In fairness to Wa Po fashion/culture reporter Robin Givhan, whose article on Clinton's wearing a shirt with a V-shaped neckline on the floor of the senate officially launched the Cleavage Kerfuffle, the astonishingly vapid piece she published yesterday in the paper's "Style" section isn't, technically or primarily, devoted to Clinton's hair, but the cutesy headline on the story gestures in that direction: "Touching Up (And On) Feminist Roots." The point of the article appears to be to reflect upon how feminism has changed over the past several decades and how it is informing Clinton's campaign for the presidency. Givhan pursues the point through a strained comparison between Clinton's campaign and "WACK!: Art and the Feminist Revolution," the show at the National Museum of Women in the Arts that the moms and their friend the Shy One took in last Sunday. (I comment on the show in this post.) WACK!, which includes a number of women performance artists of the 1960s and 1970s who brought their bodies and sexualities into their work as a way of critiquing masculinist ways of seeing and depicting women, gives Givhan an excuse to mock that "old" work as "vulgar," "humorous," and "cliched," though she commends its feminism for having a bracing "clarity of purpose." Clinton, by contrast, represents for Givhan a feminism that "has become more nuanced, more reserved, more politically savvy, but also more painfully ambivalent." Givhan explains:
Clinton dwells on the uneasy relationship between making a historic statement for a group and being held captive by it. Of being proud of one's gender, but not wanting to dwell on it. Of savoring the pleasures of femininity -- ever-changing hairdos -- but not wanting others to be distracted by them.On Givhan's planet, "the body has been, for the most part, banished from the cultural conversation" and "No one needs to spread her legs to make a political point." This, in her judgment, is a good thing, though she seems bothered by the supposed ambivalence of contemporary feminism, by its reduction, at least in the Clinton campaign, to jokes about weight and "bad hair days."

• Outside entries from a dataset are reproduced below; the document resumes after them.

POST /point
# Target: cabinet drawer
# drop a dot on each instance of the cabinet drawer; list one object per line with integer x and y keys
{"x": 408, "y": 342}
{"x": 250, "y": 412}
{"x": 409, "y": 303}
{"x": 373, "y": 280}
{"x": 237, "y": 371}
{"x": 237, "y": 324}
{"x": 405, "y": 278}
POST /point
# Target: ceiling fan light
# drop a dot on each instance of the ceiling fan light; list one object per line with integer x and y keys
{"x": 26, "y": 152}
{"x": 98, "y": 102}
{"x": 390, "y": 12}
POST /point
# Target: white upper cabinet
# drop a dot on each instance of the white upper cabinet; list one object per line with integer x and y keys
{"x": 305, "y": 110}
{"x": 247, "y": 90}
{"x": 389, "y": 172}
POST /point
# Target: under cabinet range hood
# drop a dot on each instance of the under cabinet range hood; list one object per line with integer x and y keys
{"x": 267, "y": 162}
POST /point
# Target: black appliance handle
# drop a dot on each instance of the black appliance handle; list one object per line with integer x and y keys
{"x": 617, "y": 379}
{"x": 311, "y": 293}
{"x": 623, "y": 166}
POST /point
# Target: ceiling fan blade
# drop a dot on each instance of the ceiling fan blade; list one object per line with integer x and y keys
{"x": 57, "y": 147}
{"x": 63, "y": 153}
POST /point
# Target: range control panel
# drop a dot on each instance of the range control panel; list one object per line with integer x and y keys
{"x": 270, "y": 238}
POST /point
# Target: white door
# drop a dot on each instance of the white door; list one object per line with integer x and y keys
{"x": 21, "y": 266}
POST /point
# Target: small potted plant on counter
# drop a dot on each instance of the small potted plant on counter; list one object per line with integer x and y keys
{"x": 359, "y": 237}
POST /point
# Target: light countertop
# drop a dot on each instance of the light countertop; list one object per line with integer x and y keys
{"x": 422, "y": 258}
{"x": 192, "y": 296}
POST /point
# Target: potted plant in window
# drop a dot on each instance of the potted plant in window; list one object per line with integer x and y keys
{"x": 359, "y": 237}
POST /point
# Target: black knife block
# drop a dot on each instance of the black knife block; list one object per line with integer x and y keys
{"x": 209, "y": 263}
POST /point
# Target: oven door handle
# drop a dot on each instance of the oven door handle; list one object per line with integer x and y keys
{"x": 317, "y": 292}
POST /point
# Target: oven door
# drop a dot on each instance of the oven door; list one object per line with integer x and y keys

Robin, dear, we know you're a fashion writer who has probably, at best, only "dabbled in women's studies," as you put it in your article. We don't expect you to be strong in the kind of historical and structural analysis that would be necessary to explain that the Clinton campaign's careful tip-toeing through the minefield of gender politics is part of a broader cultural dynamic of ambivalence about women's power and female bodies in the public sphere. Breasts, hair, hips, that space between the legs no one needs to spread anymore to make a political point -- They are all relentlessly scrutinized (by people like you, in industries like yours) and severely judged (as when you wrote of Clinton's display of cleavage that it was "unnerving," because it came across as if "you were catching a surreptitious glimpse at something private. You were intruding -- being a voyeur"). Women's bodies have hardly been "banished from the cultural conversation." It's just a question of whether they are an audacious and liberating part of the conversation, as they were in those "old" works of feminist art you seem so eager to trivialize, or a half-buried yet compulsively reiterated subject that taps into deep-seated anxieties about sex, power, desire, and social change. You are a part of that conversation, and your ambivalence is every bit as palpable and problematic as Clinton's.
Meantime, here in Roxie's World, a planet populated by reasonable middle-aged women whose audacious bodies occasionally ache, we think about Clinton's long, hard days out on the campaign trail and worry about the one part of her anatomy that is not likely to garner significant media attention -- her feet. As she makes her way through the vast cornfields of Iowa and the snowy woods of New Hampshire, we hope she's wearing sensible shoes with good orthotics and that, at the end of the day, she's got someone to give her feet a thorough and vigorous massage. Really, Bill, it's the least you can do. Put the cigar down. Your hands have some serious work to perform.